Many European homes appear to exist within a constellation of sites in which social activity transpire. In the UK, it is your "local" pub; in France, there is the brassiere and the café; and in Germany, the bier garten. In the Basque area of Spain, in which we spent time, it seemed to be less about this constellation of non-domestic spaces, and more about a redefinition of what constitutes domestic spaces. With families spread across multiple households, the barrio functioned as an extended domestic sphere and accorded many of the functions of home-like spaces. In the early evenings, people stroll though their barrios. When asked, people say that el paseo was as much about participating in the social life of their community, than it was about healthy activity. People let their children play in the plazas and talked about the ways in which those spaces were safe, and by some measures, private and controllable. Yet, people's homes were considered to be private, and it was rare that even close friends had visited each other's dwellings. It was far more likely that when they socialized, they did so within the barrio, at cafes and tavernas.

This slippage between domestic spaces and social activities is an important facet of life in Western Europe. Non-domestic ecologies provide opportunities for socializing and social activity.
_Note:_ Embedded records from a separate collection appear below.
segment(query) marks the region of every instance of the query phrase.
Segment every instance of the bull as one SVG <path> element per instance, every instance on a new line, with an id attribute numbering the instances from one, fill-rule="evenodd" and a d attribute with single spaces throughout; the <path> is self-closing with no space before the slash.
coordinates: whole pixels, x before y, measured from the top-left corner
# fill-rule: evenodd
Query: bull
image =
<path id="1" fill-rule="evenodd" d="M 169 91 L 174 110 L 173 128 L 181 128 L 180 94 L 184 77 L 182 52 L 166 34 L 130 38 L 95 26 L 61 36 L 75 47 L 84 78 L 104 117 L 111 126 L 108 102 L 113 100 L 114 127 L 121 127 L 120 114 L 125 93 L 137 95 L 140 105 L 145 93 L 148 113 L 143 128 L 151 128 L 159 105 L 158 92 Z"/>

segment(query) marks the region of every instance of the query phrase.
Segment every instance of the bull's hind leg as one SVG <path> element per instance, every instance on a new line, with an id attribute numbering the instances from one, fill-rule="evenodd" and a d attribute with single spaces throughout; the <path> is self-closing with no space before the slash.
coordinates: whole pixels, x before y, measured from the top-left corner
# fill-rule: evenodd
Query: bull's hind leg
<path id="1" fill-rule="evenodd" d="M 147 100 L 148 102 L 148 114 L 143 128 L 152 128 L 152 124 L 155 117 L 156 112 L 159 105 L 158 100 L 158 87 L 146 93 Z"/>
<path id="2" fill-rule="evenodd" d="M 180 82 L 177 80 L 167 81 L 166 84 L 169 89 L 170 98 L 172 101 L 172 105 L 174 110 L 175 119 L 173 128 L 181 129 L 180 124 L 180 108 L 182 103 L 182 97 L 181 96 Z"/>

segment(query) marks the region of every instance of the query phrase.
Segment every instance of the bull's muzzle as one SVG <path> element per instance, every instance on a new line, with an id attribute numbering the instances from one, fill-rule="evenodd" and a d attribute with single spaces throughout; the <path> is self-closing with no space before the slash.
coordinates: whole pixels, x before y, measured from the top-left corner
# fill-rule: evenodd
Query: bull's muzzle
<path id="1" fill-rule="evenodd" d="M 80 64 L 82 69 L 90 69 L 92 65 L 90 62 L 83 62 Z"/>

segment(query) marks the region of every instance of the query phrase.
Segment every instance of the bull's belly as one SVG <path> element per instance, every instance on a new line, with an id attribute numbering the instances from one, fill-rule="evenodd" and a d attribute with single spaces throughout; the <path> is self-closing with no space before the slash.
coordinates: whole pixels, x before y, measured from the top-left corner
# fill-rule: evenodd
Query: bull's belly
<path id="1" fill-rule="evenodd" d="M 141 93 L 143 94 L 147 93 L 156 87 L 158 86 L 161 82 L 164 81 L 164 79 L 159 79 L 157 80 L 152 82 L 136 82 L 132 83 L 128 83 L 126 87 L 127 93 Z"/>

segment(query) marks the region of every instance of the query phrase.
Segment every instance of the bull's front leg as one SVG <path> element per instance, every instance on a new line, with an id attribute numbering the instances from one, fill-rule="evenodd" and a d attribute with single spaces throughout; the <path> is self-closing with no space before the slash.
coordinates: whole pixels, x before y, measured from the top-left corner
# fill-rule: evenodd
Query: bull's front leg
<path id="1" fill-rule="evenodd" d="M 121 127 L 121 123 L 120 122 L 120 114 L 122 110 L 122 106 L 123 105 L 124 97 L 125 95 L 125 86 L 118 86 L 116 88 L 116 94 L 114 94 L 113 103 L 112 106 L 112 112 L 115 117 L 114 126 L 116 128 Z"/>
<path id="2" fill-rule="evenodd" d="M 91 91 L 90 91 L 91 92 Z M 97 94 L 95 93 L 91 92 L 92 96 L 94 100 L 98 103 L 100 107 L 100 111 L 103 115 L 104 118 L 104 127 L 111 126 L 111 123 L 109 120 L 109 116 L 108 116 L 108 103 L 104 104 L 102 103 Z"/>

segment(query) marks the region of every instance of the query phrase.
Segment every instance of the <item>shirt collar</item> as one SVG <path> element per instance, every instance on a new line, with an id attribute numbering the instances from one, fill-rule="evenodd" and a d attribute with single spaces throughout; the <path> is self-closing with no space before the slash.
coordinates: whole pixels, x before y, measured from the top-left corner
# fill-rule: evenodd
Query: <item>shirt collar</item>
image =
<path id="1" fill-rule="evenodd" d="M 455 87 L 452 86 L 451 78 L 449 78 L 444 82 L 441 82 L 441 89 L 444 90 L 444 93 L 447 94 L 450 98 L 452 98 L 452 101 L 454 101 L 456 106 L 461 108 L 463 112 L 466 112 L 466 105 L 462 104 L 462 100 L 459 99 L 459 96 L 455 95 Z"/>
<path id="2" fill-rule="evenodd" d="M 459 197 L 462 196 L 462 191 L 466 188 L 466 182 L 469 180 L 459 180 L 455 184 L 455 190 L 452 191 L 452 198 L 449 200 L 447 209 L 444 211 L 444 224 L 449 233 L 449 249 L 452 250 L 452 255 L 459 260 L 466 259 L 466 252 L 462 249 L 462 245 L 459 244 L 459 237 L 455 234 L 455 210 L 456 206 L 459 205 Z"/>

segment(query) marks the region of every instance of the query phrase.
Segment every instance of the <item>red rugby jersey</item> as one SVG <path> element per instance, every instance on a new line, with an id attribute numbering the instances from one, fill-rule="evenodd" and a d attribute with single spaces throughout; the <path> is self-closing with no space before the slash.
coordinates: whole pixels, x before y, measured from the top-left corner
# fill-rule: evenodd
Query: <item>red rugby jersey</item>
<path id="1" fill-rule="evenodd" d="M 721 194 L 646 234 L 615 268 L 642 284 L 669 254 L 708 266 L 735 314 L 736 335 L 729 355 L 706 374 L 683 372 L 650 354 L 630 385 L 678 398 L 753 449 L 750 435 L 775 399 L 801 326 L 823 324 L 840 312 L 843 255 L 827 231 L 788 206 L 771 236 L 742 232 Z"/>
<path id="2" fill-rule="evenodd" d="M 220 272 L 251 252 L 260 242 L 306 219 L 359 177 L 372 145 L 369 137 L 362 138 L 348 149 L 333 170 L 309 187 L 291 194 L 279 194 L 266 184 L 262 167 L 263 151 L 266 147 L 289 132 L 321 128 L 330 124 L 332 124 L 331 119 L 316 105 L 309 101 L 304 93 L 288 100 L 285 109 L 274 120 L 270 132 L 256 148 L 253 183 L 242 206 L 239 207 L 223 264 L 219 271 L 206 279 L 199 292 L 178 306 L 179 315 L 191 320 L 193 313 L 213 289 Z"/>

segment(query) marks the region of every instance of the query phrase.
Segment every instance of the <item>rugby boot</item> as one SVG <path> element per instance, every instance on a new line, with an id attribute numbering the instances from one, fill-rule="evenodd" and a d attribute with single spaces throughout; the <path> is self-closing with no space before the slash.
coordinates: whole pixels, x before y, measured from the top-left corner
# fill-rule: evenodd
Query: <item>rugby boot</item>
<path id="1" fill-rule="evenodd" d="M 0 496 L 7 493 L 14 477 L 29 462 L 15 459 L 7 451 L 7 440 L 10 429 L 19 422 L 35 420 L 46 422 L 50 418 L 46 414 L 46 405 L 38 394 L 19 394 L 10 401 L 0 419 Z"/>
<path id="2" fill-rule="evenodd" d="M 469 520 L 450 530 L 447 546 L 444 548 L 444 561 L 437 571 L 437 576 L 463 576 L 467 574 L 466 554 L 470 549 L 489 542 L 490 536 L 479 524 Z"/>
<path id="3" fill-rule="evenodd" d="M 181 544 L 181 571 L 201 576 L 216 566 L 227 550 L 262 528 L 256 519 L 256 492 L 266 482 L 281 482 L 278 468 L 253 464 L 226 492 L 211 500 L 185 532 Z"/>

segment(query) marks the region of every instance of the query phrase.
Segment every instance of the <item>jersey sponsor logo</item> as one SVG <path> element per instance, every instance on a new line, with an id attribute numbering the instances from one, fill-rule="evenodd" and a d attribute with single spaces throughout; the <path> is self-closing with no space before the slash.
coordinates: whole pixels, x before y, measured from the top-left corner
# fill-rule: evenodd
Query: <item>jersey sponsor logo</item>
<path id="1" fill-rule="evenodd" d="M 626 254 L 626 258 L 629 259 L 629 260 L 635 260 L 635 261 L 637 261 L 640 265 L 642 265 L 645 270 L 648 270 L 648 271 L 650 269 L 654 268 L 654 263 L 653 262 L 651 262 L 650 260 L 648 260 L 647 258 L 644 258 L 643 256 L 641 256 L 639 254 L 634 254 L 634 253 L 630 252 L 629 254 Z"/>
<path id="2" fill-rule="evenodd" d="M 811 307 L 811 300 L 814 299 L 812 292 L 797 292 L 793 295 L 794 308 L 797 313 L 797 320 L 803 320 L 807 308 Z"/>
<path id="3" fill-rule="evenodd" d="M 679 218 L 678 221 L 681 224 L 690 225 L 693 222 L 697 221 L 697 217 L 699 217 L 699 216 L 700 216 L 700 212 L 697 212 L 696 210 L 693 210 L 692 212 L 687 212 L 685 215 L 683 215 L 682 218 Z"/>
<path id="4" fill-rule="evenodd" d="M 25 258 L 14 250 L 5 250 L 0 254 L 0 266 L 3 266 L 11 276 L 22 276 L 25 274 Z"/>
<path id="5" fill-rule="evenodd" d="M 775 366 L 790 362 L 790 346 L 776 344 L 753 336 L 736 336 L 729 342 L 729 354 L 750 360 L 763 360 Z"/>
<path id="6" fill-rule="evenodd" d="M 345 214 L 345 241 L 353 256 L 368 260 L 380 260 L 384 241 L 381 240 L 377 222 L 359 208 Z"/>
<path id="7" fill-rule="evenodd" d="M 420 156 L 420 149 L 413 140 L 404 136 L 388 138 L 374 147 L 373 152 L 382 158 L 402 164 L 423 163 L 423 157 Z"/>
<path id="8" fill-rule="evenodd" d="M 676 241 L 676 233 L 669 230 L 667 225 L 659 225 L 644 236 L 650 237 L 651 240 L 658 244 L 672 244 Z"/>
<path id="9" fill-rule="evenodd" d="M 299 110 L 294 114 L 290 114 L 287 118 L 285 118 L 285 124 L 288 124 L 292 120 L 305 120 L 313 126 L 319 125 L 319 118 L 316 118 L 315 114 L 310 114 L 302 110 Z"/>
They also operate as sites for the consumption and production of media content, as well as significant technology use.

2 Ray Oldenburg calls these sites "great good places" or third spaces–neither work nor home. He suggests that such places have a set of characteristics including neutral place without host/visitor connotations, socially inclusive membership, heterogeneous, frequented by, and visited because of, locals; stimulates good conversations, unpretentious in style and in mood, home away from home, etc. (13).